Urine samples were collected from the untreated and treated groups’ rats, which were placed in individual metabolic cages the day before treatment (Day 0), 2 h after the treatment (Day 1), and on the post-treatment days (Days 2, 5, 10, and 15). Each cage urine tube was filled with 0.1% sodium azide as an anti-microbial agent. The collected urine samples were aliquoted into clean microcentrifuge tubes using a sterile pipette and stored at −80 °C prior to analysis. Prior to 1H-NMR analysis, urine samples were thawed and centrifuged at 4000 rpm for 10 min. A total of 400 μL of urine sample was then mixed with 200 μL of KH2PO4 buffer in D2O (pH 7.4) containing 0.1% of TSP. The 1H-NMR analysis was performed at a frequency of 499.90 MHz at room temperature (25 °C) using the PRESAT setting with 64 scans.
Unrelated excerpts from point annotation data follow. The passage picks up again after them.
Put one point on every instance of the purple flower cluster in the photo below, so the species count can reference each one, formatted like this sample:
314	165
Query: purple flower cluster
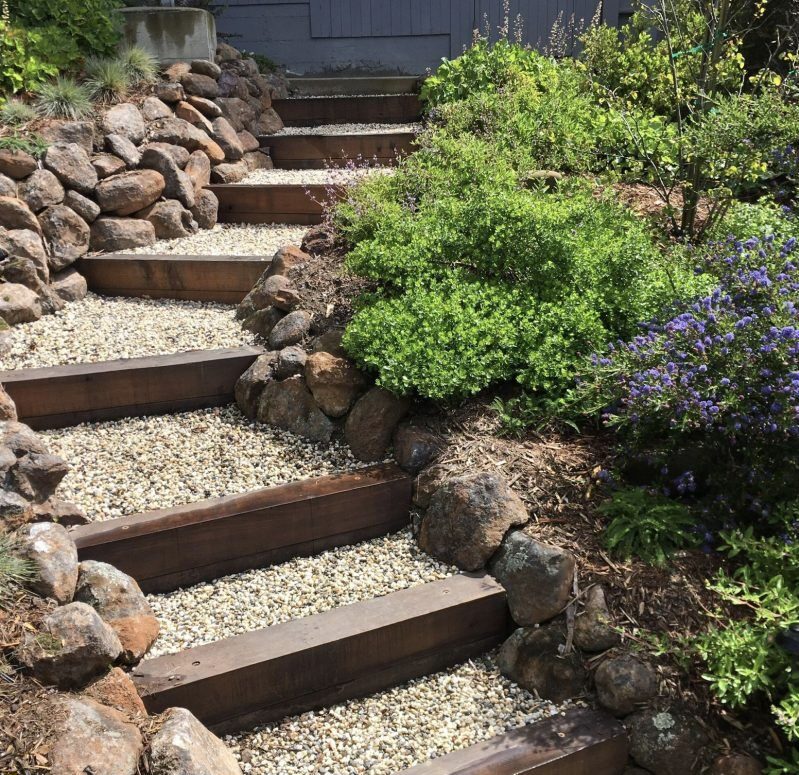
715	388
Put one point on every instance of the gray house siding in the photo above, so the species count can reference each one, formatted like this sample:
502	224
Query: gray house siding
382	36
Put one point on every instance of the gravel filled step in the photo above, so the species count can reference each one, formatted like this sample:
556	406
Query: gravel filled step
244	602
401	727
63	396
314	149
346	652
225	279
382	108
183	545
145	463
102	329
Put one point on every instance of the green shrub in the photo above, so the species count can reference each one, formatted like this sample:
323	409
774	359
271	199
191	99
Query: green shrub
647	525
484	281
63	98
16	112
75	29
140	65
107	80
743	657
22	62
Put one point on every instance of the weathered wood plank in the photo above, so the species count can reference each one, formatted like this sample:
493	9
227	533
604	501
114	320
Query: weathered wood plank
580	742
330	657
61	396
225	279
319	151
175	547
375	109
244	203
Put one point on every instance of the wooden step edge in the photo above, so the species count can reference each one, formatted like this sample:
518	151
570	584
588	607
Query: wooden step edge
184	545
577	742
61	396
222	279
308	663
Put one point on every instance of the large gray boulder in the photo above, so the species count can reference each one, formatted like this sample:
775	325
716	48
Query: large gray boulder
372	421
66	235
183	746
129	192
110	235
41	190
120	602
73	645
467	519
623	683
53	557
289	405
126	120
334	382
533	659
72	166
538	578
93	738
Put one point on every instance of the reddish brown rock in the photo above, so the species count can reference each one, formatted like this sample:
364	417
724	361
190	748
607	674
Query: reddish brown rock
372	421
334	382
129	192
468	518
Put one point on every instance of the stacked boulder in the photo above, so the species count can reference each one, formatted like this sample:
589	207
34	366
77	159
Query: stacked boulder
96	622
136	175
305	383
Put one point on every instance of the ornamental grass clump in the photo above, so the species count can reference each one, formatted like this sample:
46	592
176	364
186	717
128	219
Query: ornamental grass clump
709	399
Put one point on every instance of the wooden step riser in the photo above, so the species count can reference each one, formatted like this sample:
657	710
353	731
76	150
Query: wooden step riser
63	396
377	109
320	151
177	547
225	279
308	663
292	204
581	742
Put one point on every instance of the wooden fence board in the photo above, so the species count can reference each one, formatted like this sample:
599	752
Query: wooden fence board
60	396
179	546
318	660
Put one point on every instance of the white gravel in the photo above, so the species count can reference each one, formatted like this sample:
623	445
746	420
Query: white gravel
348	129
395	729
105	328
333	176
230	239
301	587
143	463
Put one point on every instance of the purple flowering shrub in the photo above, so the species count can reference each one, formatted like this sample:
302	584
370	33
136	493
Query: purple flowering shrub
709	399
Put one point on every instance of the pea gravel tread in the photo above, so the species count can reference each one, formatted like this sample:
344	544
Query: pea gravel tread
145	463
100	328
291	590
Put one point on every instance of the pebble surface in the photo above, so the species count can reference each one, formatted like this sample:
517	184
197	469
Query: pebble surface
348	129
229	240
106	328
301	587
399	728
334	176
142	463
The acquired 1H-NMR spectra were then subjected to manual phasing, baseline correction, and a binning process using Chenomx software (Version 8.1, Alberta, AB, Canada). The signal at δ 4.76–4.97 (water) in serum samples was excluded. For urine samples, the excluded regions were δ 4.70–5.04 (water) and δ 5.55–5.95 (urea). Spectral data in the region of δ 0.50 to δ 10.00 were then normalized using the total spectral area normalization method and binned into a bin spectral width of 0.04 ppm, resulting in a total of 233 (serum) and 221 (urine) integrated regions per NMR spectrum. Spectral intensities were then scaled to TSP. The processed data were then subjected to SIMCA-P+ (Version 13.0, Umetrics AB, Umeå, Sweden) prior to MVA, and both unsupervised and supervised approaches were applied. Pareto scaling was applied to all data. Statistical differences in metabolites based on quantitative NMR spectra were calculated using Tukey’s test.

3.10. Metabolic Pathway Analysis

A metabolic pathway map was established according to all the identified urinary metabolites, and the correlations were computed by referring to the Kyoto Encyclopaedia of Genes and Genomes (KEGG), a web-based free database resource [34].

4. Conclusions

In conclusion, single administration of 5000 mg/kg of Clinacanthus nutans extract did not lead to any abnormal acute toxicity signs during the 14 days of the observation period, based on both conventional (physical observation and hematological, biochemical and histopathological analyses) and advanced 1H-NMR serum and urinary metabolomics evaluations. Therefore, the LD50 of C. nutans water leaf extract is likely to be more than 5000 mg/kg bw rat.